Şırnak Başsavcılığı da anlıyor vehameti. Dosyayı askeri savcılığa gönderiyor. Askeri savcılık ise Diyarbakır ve Malatya’ya yazı gönderiyor:
“Bombaladınız mı?”
Yanıtlar belli; “ne o saatte uçuşumuz var ne de böyle bir eylemimiz.”
AİHM’ye gidiyor çaresiz, Avukat Tahir Elçi. Dosya ise yeniden Diyarbakır’a.
Bin bir zorlukla Sivil Havacılık Genel Müdürlüğü’nden yazı isteniyor geçen yıllarda.
Ve o yanıt geliyor:
Tam da o saatlerde, iki askeri uçağın, bombalarla yüklü biçimde o köylerin üzerinden geçtiği açıkça belirtiliyor.
AİHM’nin 2 milyon euro’luk rekor mahkumiyeti o belgeden sonra çıkıyor.

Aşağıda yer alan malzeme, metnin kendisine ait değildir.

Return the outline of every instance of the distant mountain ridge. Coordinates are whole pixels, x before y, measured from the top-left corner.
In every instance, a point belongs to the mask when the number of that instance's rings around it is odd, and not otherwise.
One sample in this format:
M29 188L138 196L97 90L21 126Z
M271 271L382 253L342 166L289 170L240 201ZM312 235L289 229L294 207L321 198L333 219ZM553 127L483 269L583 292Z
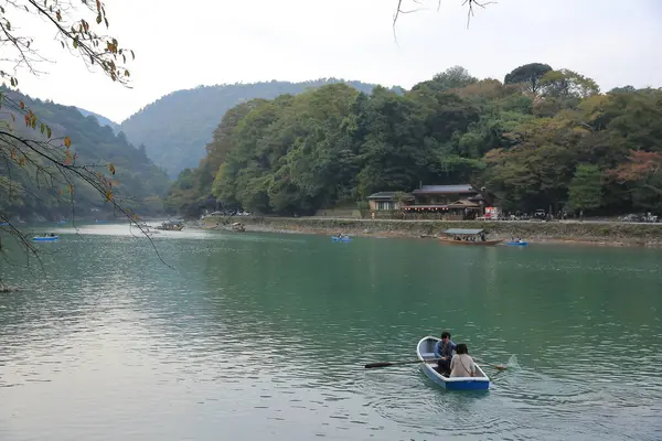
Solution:
M110 119L106 118L106 117L105 117L105 116L103 116L103 115L95 114L94 111L85 110L85 109L83 109L83 108L81 108L81 107L76 107L76 109L77 109L77 110L78 110L78 111L79 111L79 112L81 112L81 114L82 114L84 117L87 117L87 116L93 116L93 117L95 117L95 118L97 119L97 121L99 122L99 126L102 126L102 127L103 127L103 126L108 126L108 127L110 127L110 128L113 129L113 131L114 131L115 133L119 133L119 131L121 130L120 126L119 126L117 122L115 122L115 121L113 121L113 120L110 120Z
M116 201L121 201L125 207L134 209L141 215L158 215L162 212L162 197L169 187L166 171L159 169L147 157L145 149L131 146L126 136L116 135L109 125L99 125L96 116L84 115L74 106L63 106L51 100L31 98L15 90L0 87L0 93L14 103L22 103L25 109L34 111L39 121L49 125L52 138L68 137L71 151L74 153L76 164L107 164L115 166L114 194ZM10 127L12 132L29 139L43 140L44 129L29 129L19 123L23 114L9 106L3 107L0 123ZM8 144L8 138L2 141ZM12 161L0 161L0 212L9 216L34 219L61 218L71 216L72 208L62 202L66 200L58 196L57 187L53 181L42 178L31 164L39 163L51 168L49 161L33 154L24 168ZM72 175L67 175L72 178ZM11 182L11 186L9 183ZM113 205L107 204L96 190L83 181L73 179L68 181L75 185L74 200L77 215L115 216ZM62 189L60 189L62 190ZM66 202L66 201L65 201Z
M120 130L135 146L145 144L149 158L175 178L182 170L197 166L221 118L237 104L254 98L274 99L282 94L296 95L337 83L365 93L376 86L338 78L199 86L157 99L122 121ZM403 92L399 87L393 89Z

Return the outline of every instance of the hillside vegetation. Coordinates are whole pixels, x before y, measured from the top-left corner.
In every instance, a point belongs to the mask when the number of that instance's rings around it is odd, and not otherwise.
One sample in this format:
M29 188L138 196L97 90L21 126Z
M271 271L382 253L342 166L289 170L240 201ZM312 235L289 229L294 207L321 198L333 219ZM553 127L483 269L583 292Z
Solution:
M145 144L154 163L175 178L182 170L197 166L214 129L225 111L234 106L254 98L273 99L341 82L365 93L374 87L335 78L200 86L174 92L148 105L125 120L121 130L134 144Z
M106 171L111 164L115 174L114 197L124 206L138 214L162 212L163 196L169 181L166 172L157 168L147 158L145 148L136 149L124 133L115 135L108 126L99 126L96 117L84 117L75 107L66 107L52 101L31 99L15 92L1 89L0 93L13 103L39 115L40 121L52 130L52 138L67 137L71 140L71 162L86 164ZM45 139L45 135L25 127L23 115L3 106L0 123L12 128L12 133L30 139ZM3 142L12 140L4 137ZM39 170L41 169L41 170ZM55 179L47 173L52 173ZM70 184L72 185L70 187ZM72 194L73 203L72 206ZM43 158L33 154L29 161L0 162L0 214L4 218L23 219L71 218L72 208L76 216L104 217L113 213L107 204L89 184L70 180L61 175Z
M661 140L660 89L601 94L541 63L503 83L453 67L404 95L337 84L241 104L167 204L302 215L423 181L484 186L506 211L660 213Z

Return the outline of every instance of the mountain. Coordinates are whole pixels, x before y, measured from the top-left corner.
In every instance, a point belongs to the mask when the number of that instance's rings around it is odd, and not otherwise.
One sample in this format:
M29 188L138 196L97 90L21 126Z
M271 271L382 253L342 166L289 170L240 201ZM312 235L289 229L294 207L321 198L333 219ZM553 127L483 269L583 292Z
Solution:
M106 203L98 191L76 178L75 171L62 174L42 154L64 158L65 152L71 153L74 165L92 165L93 172L103 172L113 179L115 200L125 207L141 215L161 213L162 198L169 186L168 175L147 157L145 148L136 149L124 133L116 135L110 127L100 126L95 116L83 116L76 107L32 99L6 88L0 88L0 95L3 109L0 114L0 157L7 159L0 161L0 214L22 218L70 217L72 196L67 184L71 183L76 216L111 216L113 205ZM28 128L24 122L28 111L39 118L35 129ZM71 148L38 148L40 153L21 148L12 139L19 136L45 141L46 130L42 123L52 130L51 139L68 137ZM28 158L23 160L21 150L14 147L20 147ZM114 165L114 175L110 175L108 164Z
M99 122L99 126L108 126L113 129L114 132L118 133L121 129L119 127L119 125L115 121L111 121L110 119L99 115L99 114L95 114L94 111L89 111L89 110L85 110L81 107L76 107L76 109L78 109L78 111L84 116L84 117L88 117L88 116L93 116L97 119L97 121Z
M365 93L374 87L372 84L337 78L199 86L173 92L156 100L122 121L121 130L134 144L145 144L147 154L154 163L175 178L182 170L197 166L221 118L237 104L253 98L274 99L282 94L296 95L335 83L344 83Z

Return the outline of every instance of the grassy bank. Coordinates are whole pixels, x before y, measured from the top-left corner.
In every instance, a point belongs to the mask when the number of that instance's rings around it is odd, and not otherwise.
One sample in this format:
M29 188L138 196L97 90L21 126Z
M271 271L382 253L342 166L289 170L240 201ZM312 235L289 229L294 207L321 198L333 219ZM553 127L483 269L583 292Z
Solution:
M207 218L209 224L222 219ZM513 236L528 241L592 243L612 246L660 246L662 224L624 223L560 223L560 222L444 222L392 219L340 219L318 217L242 217L252 230L312 233L355 236L429 237L447 228L483 228L490 237L510 239ZM233 219L233 222L235 222Z

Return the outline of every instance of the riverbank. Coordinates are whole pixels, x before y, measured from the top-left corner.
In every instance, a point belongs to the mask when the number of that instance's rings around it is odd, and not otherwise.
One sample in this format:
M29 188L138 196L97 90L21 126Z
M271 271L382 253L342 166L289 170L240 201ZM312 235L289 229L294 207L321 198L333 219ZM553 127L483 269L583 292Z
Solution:
M205 218L207 225L221 217ZM530 243L592 244L605 246L662 247L662 224L584 223L584 222L478 222L478 220L398 220L341 219L324 217L241 217L247 230L309 233L373 237L440 237L447 228L482 228L490 238L521 237Z

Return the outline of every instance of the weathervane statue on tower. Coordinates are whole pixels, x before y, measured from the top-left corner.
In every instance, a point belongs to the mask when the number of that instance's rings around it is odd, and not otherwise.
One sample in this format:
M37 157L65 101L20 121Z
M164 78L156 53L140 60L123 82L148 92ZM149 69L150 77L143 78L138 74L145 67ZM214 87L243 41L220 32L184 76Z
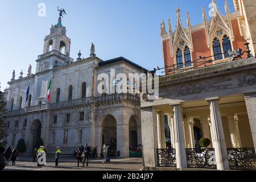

Kimine çok gelen o para, kimse için anlam ifade etmiyor.
Orada köyler var uzakta
Kuşkonar ve Koçağılı köyleri o gün boşaltılıyor.
Kuşkonar köylüleri, yakındaki korunaklı korucu köyüne yerleşiyor.
Koçağılı köylülerinin bir bölümü Mersin’e, bir bölümü Siirt’e.
Bir daha köylerine dönemeyen, o köyleri son kez bombalanmış gören köylüler, yıllarca hesap bile soramıyor.
Kuşkonar’ında bir toplu mezar
Kuşkonar köyü, Mart 1994.
Kürtçe ağıtlar eşliğinde, kadın, çocuk, genç, yaşlı 25 kişi, parçalanmış cesetleriyle toplu mezara gömülüyor.
O mezarın bulunduğu köy terk ediliyor.
Otopsi yapılmadan gömüldükleri için o 25 kişi kayıtlarda hâlâ “sağ” olarak geçiyor.
Kapanmamış, kenarından kan sızan bir dosya ise AİHM kararından sonra Diyarbakır’da gerçekten ele alınmayı bekliyor.
Hakiki bir barış için, gerçek bir yüzleşme gerekiyor.